In fact, the Bees haven’t lost a match in league competition (including play-offs) in which they’ve taken the lead at any point for almost two years (2-1 versus QPR on 17 February 2021) – a streak of 39 matches across the Championship (12) and the Premier League (27). Following Manchester United’s derby comeback against Manchester City, Liverpool (42 games) are the only other team not to lose a Premier League game after leading since the start of last season.
It’s an extraordinary statistic – and Brentford have won 20 of those 27 Premier League matches they’ve led (13/17 last season and 7/10 this season). Only six of the 17 ever-present teams in the Premier League since 2021-22 have dropped fewer points from winning positions than the Bees’ 14: five of the ‘big six’ – Arsenal (13), Liverpool (12, including two in a 3-3 draw at Brentford last season), Manchester City, Manchester United (both 11), Spurs (nine) – and Brighton (11). Only four such sides have dropped fewer points from winning positions at home: Spurs, Arsenal (both five), City and United (both four).
Brentford’s immense knack for closing out games is made all the more remarkable by the fact they’ve led seven of their first 18 games against the ‘big six’. Of the eight promoted teams to survive their first season (back) in the Premier League across the past five campaigns – the others being Newcastle, Brighton, Huddersfield Town, Wolves, Sheffield United, Aston Villa and Leeds – only Wolves (21) have taken more points from their first three games against each of the ‘big six’ than Brentford’s 18.
The Bees have frequentlystung the big boys, beating them all once apart from Spurs (who they’ve drawn twice with) – including, surely still most memorably of all, their very first Premier League match: a 2-0 home win over Arsenal in the 2021-22 curtain-raiser.

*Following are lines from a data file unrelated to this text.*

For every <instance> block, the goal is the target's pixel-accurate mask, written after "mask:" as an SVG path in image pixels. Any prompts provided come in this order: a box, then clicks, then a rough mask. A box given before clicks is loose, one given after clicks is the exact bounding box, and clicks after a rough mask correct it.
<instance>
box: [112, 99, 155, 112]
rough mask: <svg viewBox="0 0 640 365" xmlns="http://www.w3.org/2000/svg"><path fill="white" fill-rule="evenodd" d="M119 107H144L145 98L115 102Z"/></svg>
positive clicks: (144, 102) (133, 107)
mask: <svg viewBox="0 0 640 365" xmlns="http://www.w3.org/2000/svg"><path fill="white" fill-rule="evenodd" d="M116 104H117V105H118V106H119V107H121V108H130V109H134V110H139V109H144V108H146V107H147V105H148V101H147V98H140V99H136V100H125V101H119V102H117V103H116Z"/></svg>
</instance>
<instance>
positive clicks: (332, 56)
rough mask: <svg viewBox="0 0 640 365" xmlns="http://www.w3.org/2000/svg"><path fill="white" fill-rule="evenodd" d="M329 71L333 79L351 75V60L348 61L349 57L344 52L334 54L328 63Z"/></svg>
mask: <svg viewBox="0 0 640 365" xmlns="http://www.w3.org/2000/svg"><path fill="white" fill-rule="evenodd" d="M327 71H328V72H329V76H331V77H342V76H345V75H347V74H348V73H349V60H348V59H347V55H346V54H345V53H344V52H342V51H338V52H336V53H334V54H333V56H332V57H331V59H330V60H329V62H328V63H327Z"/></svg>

Three of those five victories have come this term: 4-0 at home to Manchester United, 2-1 away to Manchester City and 3-1 at home to Liverpool. Brentford will get the chance to complete the set when they make the short trip to Spurs on the penultimate weekend of the season; while they also travel to Arsenal, United, Chelsea and Liverpool between now and then.
They won’t earn too many style points from the absolute purists, but Brentford provide entertainment aplenty with an aggressive and – quite evidently – successful brand of direct football. From their ‘no d**kheads’ policy to their Moneyball-esque recruitment strategy, they continue to carve a path that’s distinctly their own to becoming an established top-flight club.
Any worries that Brentford would succumb to ‘second season syndrome’ (a fairly common affliction, albeit one which rarely results in relegation) should have dissipated by now. It was only 15 years ago that they finished in the bottom half of League Two, one place below Bury.
As they enter the second half of 2022-23, trailing fifth-placed Spurs by just four points, there must be a sense that European qualification (which a seventh-place finish might be enough to secure) is something less than fantasy.